La globalizzazione: considerazioni finali
Combattere la globalizzazione non comporta devastare città, come certe frange no-global legate ai centri sociali figli di quella stessa degenerazione che dicono di combattere, e nemmeno limitarsi a celebrare un buon tempo antico, lamentando la fine di un inesistente paradiso terrestre. Combattere la globalizzazione comporta combatterne gli strumenti, primo fra tutti la logica del profitto, la riduzione della vita a economicismo, la derubricazione dei rapporti umani a logiche mercatiste condizionate dal dare e avere.
Forse i tempi sono maturi per assistere al tramonto dell’ideologia globalistica: ne sono segnali gli evidenti e continui cortocircuiti intellettuali, le grida, di manzoniana memoria, con le quali si pone sotto accusa qualunque atteggiamento, pensiero e parola vada a colpire il pensiero unico, pervasivo nella sua liquidità, infido nella sua liquidità, inconsistente e perciò capace di calarsi in qualunque forma, anche politica, sia congeniale alla sua perpetuazione. Il progetto politico della globalizzazione sembra avviarsi al fallimento sotto il peso delle generate antinomie: da un lato l’esportazione del modello politico liberaldemocratico dell’Occidente presuppone l’esportazione degli stessi standard di vita occidentali, il che confligge con il fatto che l’Occidente non sia disposto a una più equa distribuzione delle ricchezze e anche con il rifiuto di questo standard da parte di quelle culture che lo avvertono eversivo delle loro tradizioni e della loro fede.

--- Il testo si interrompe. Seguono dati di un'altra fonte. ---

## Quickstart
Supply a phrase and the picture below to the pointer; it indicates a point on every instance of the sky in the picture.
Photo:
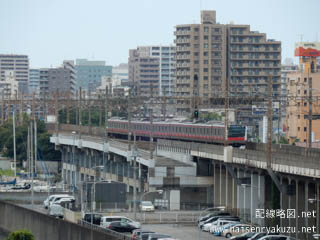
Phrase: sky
(50, 31)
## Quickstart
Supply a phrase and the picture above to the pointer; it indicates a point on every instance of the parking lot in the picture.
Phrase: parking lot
(180, 231)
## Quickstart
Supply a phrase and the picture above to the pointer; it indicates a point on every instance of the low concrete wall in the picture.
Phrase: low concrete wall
(45, 227)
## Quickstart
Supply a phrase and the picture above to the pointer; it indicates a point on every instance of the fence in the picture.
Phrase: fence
(115, 234)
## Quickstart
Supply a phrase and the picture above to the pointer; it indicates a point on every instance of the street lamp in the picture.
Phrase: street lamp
(244, 186)
(205, 210)
(160, 191)
(73, 165)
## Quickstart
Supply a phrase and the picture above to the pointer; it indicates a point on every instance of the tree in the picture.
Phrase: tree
(23, 234)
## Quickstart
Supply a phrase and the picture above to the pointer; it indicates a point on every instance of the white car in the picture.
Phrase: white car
(58, 200)
(146, 206)
(106, 220)
(56, 210)
(219, 224)
(277, 237)
(52, 197)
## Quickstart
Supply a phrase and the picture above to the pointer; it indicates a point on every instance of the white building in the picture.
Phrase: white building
(9, 87)
(120, 75)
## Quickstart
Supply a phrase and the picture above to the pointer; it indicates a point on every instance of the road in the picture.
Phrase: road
(180, 231)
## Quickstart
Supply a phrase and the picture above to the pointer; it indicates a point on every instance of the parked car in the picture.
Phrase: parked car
(52, 197)
(121, 227)
(259, 235)
(213, 219)
(137, 234)
(146, 206)
(62, 199)
(157, 236)
(106, 220)
(145, 236)
(213, 214)
(96, 218)
(210, 227)
(236, 230)
(277, 237)
(245, 236)
(219, 230)
(56, 210)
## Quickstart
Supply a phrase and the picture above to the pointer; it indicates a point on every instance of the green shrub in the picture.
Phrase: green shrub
(23, 234)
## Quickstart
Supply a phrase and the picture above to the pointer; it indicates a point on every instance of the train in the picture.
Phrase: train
(197, 132)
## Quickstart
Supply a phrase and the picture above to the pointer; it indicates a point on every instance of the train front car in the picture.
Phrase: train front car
(237, 134)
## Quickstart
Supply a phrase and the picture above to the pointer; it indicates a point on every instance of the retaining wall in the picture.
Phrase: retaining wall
(45, 227)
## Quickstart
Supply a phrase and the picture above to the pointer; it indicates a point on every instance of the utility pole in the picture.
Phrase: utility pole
(80, 121)
(269, 116)
(89, 110)
(14, 142)
(106, 114)
(226, 111)
(32, 164)
(35, 145)
(310, 110)
(2, 108)
(151, 122)
(68, 108)
(57, 112)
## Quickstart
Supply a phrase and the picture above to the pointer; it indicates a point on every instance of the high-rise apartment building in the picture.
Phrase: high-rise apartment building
(62, 79)
(89, 73)
(44, 83)
(153, 66)
(303, 87)
(211, 57)
(34, 81)
(286, 68)
(120, 75)
(19, 65)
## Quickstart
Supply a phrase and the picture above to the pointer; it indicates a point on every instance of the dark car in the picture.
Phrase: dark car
(210, 215)
(244, 236)
(121, 227)
(137, 234)
(215, 218)
(96, 218)
(259, 235)
(156, 236)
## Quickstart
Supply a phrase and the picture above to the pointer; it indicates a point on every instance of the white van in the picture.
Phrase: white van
(219, 225)
(106, 220)
(63, 199)
(51, 198)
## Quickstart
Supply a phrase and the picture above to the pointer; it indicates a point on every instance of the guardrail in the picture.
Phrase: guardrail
(118, 235)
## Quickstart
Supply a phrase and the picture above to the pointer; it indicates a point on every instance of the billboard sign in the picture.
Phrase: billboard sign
(307, 49)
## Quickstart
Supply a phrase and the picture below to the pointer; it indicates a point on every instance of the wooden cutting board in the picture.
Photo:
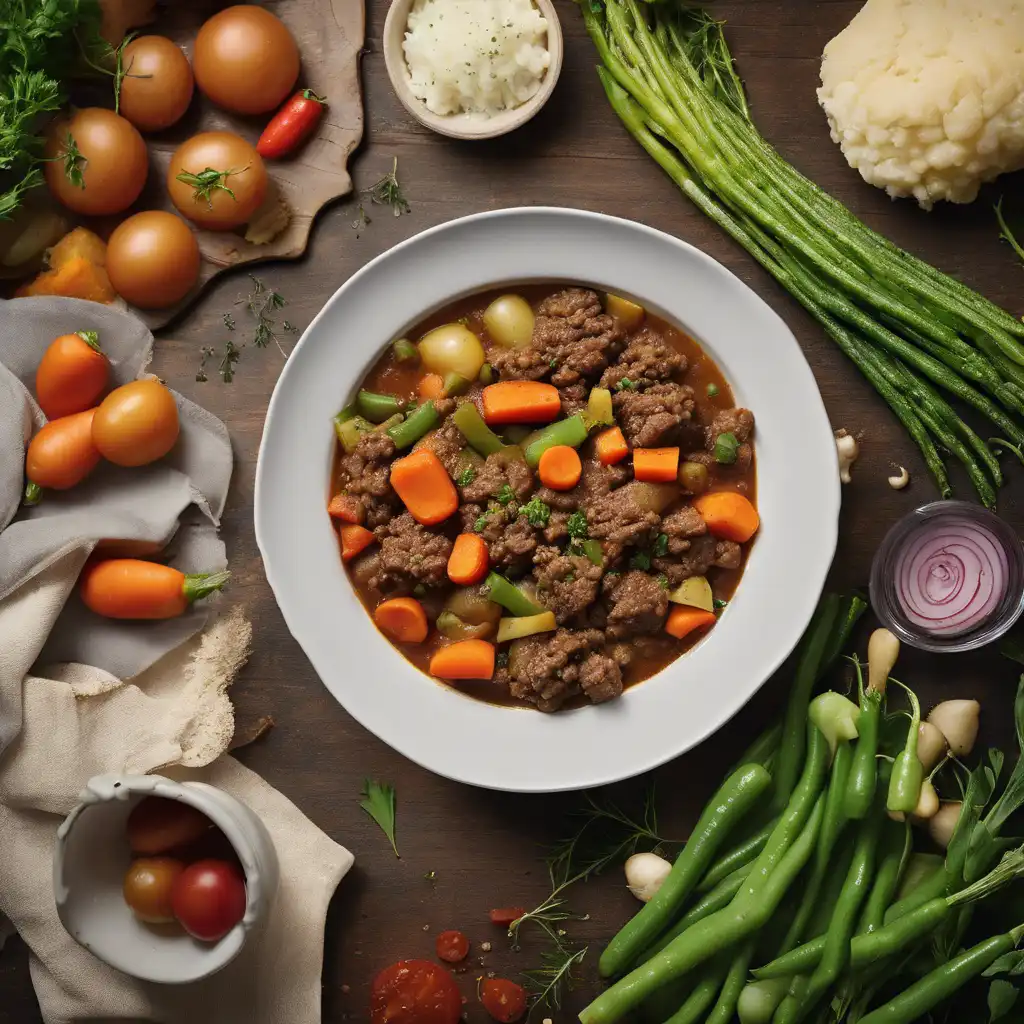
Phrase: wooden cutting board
(330, 35)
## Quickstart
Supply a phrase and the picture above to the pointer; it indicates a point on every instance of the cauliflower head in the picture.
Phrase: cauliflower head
(926, 97)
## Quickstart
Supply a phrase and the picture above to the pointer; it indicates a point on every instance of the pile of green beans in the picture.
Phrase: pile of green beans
(783, 898)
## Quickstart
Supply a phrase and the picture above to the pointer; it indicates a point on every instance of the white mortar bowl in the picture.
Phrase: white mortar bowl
(92, 855)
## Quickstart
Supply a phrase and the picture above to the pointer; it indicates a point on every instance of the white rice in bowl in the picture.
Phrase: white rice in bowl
(475, 56)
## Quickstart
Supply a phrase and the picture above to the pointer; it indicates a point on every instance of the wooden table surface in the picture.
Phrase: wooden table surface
(486, 849)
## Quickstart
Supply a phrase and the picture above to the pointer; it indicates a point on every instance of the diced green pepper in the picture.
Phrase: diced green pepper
(502, 592)
(377, 408)
(476, 432)
(411, 430)
(571, 431)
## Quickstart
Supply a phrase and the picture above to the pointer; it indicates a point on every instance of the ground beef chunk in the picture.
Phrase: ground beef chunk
(647, 418)
(572, 339)
(411, 554)
(545, 669)
(601, 678)
(739, 423)
(495, 474)
(566, 584)
(639, 604)
(680, 526)
(648, 358)
(617, 519)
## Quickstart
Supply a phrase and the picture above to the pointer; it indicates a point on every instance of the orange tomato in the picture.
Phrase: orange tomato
(136, 424)
(72, 375)
(62, 454)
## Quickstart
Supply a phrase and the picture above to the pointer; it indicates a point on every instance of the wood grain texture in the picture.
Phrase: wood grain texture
(330, 35)
(486, 848)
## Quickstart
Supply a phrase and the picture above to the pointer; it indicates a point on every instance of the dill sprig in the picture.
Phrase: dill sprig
(387, 192)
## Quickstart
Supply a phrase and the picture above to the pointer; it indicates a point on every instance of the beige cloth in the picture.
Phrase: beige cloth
(62, 722)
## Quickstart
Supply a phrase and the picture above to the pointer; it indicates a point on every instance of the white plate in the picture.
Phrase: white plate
(523, 750)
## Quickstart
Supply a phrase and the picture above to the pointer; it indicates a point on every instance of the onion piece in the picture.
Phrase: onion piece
(951, 576)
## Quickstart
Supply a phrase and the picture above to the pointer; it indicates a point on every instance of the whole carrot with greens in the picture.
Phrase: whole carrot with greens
(131, 588)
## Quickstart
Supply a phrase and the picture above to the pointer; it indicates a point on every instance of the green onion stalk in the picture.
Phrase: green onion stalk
(915, 334)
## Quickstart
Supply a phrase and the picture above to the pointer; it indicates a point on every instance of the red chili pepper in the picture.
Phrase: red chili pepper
(292, 124)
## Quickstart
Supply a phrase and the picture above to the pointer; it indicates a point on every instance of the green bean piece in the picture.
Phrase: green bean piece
(944, 981)
(738, 856)
(502, 592)
(749, 911)
(377, 408)
(793, 745)
(478, 435)
(404, 351)
(455, 384)
(908, 772)
(571, 431)
(732, 986)
(733, 801)
(419, 424)
(702, 995)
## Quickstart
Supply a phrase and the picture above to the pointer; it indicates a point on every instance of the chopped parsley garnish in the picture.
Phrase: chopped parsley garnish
(726, 449)
(577, 526)
(537, 513)
(506, 496)
(641, 560)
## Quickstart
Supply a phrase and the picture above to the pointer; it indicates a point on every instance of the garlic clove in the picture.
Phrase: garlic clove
(645, 873)
(958, 722)
(943, 823)
(932, 745)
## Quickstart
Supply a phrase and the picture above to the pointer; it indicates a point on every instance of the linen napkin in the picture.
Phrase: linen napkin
(81, 695)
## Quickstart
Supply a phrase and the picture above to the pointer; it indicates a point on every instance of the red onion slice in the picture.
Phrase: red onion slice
(951, 576)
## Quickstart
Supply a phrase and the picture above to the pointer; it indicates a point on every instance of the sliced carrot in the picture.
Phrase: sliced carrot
(346, 508)
(469, 561)
(431, 386)
(423, 483)
(611, 446)
(521, 401)
(353, 540)
(560, 468)
(402, 619)
(729, 515)
(465, 659)
(684, 620)
(655, 465)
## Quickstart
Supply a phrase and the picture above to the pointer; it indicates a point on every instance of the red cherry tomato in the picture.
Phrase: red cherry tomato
(452, 946)
(415, 992)
(292, 125)
(209, 899)
(506, 915)
(504, 999)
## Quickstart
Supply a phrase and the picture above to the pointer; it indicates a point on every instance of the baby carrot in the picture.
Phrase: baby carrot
(611, 446)
(346, 508)
(728, 515)
(402, 619)
(560, 468)
(423, 483)
(354, 539)
(469, 561)
(520, 401)
(465, 659)
(129, 588)
(431, 386)
(683, 620)
(655, 465)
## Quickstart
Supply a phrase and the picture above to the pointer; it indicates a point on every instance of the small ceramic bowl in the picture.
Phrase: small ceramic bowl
(468, 126)
(91, 857)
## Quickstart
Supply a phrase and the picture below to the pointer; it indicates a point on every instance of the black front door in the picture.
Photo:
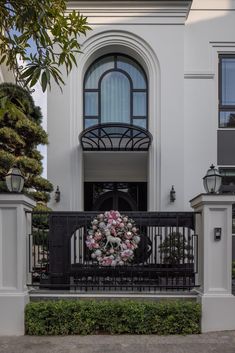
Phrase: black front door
(115, 196)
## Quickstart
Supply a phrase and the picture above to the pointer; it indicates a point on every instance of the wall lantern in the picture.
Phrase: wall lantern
(212, 180)
(57, 194)
(172, 194)
(14, 180)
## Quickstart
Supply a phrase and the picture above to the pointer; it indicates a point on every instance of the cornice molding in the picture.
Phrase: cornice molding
(133, 12)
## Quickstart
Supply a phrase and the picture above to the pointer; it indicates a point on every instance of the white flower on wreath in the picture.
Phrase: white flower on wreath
(112, 239)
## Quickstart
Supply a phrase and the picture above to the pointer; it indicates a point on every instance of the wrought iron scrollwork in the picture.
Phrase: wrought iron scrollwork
(115, 137)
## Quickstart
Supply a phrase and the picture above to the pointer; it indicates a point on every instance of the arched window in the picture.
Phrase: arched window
(115, 90)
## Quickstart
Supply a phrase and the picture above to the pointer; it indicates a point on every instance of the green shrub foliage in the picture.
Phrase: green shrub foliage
(20, 134)
(113, 317)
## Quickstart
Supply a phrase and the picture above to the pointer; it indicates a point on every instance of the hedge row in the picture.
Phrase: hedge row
(113, 317)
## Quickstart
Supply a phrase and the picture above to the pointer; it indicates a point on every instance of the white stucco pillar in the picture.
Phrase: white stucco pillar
(14, 227)
(215, 261)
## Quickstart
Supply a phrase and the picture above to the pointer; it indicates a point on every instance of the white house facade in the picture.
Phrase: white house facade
(150, 65)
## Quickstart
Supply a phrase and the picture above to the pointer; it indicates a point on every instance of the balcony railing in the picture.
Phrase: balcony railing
(166, 258)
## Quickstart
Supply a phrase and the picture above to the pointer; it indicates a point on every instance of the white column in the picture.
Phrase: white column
(14, 227)
(215, 261)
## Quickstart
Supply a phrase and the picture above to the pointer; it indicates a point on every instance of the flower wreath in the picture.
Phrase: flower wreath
(112, 239)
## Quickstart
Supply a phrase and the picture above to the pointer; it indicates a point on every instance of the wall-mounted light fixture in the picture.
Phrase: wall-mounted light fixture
(212, 180)
(217, 233)
(172, 194)
(14, 180)
(57, 194)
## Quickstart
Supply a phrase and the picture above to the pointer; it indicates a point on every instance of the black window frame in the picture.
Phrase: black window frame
(132, 90)
(221, 107)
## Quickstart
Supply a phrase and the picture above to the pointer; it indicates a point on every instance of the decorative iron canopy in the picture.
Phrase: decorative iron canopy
(115, 137)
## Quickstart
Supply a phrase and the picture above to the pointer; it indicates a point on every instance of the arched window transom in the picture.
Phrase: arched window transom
(115, 90)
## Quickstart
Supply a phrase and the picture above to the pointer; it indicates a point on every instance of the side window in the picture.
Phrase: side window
(115, 91)
(226, 91)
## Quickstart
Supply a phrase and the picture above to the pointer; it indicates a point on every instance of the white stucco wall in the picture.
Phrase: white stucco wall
(209, 30)
(179, 54)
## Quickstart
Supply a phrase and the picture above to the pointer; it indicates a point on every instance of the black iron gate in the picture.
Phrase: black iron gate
(166, 258)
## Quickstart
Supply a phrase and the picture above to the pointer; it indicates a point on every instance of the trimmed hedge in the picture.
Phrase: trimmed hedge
(70, 317)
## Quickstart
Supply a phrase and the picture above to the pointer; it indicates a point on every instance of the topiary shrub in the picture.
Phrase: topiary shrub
(70, 317)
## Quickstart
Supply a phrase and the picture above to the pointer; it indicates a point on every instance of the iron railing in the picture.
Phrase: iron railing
(166, 258)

Nello stesso Occidente, poi, il ciclo espansivo si è esaurito; si vive con i risparmi della generazione precedente, mentre la necessità di sfruttare ancora più intensamente le risorse naturali pone all’uomo una domanda mai posta: riusciremo a sopravvivere su questo pianeta ancora a lungo? Dinanzi a tutto ciò il globalismo, non potendo prendere atto del suo fallimento, rilancia con un altro dei suoi tanti bluff e lamenta che le crisi depressive siano dovute all’assenza di un governo globale. Per realizzarlo, assistiamo a movenze tipiche dell’attuale fase di Zivilisation: negazione delle specificità storiche dell’individuo, del suo appartenere a un popolo e a una cultura, per isolarlo quale individuo assolutamente uguale agli altri, senza differenze e perciò stesso senza identità, in ottemperanza a quanto sostenuto dall’anarcocapitalista Friedman, per il quale le evidenti distorsioni del libero mercato sono dovute al fatto che ce n’è ancora troppo poco e soprattutto dal fatto che la vita umana e sociale non è ancora stata completamente permeata dai valori economici.
Se la vita non è stata ancora interamente permeata dai valori economici, almeno in alcuni individui, è perché la vita si ribella sempre a ciò che tende a soffocarla. Su questo residuo di umanità occorre fare leva per il futuro, perché, per parafrasare la dottrina cattolica, non basta la grazia di credere in un mondo diverso, ma occorre anche la volontà di bene operare per renderla operante. Per noi e per chi verrà dopo di noi.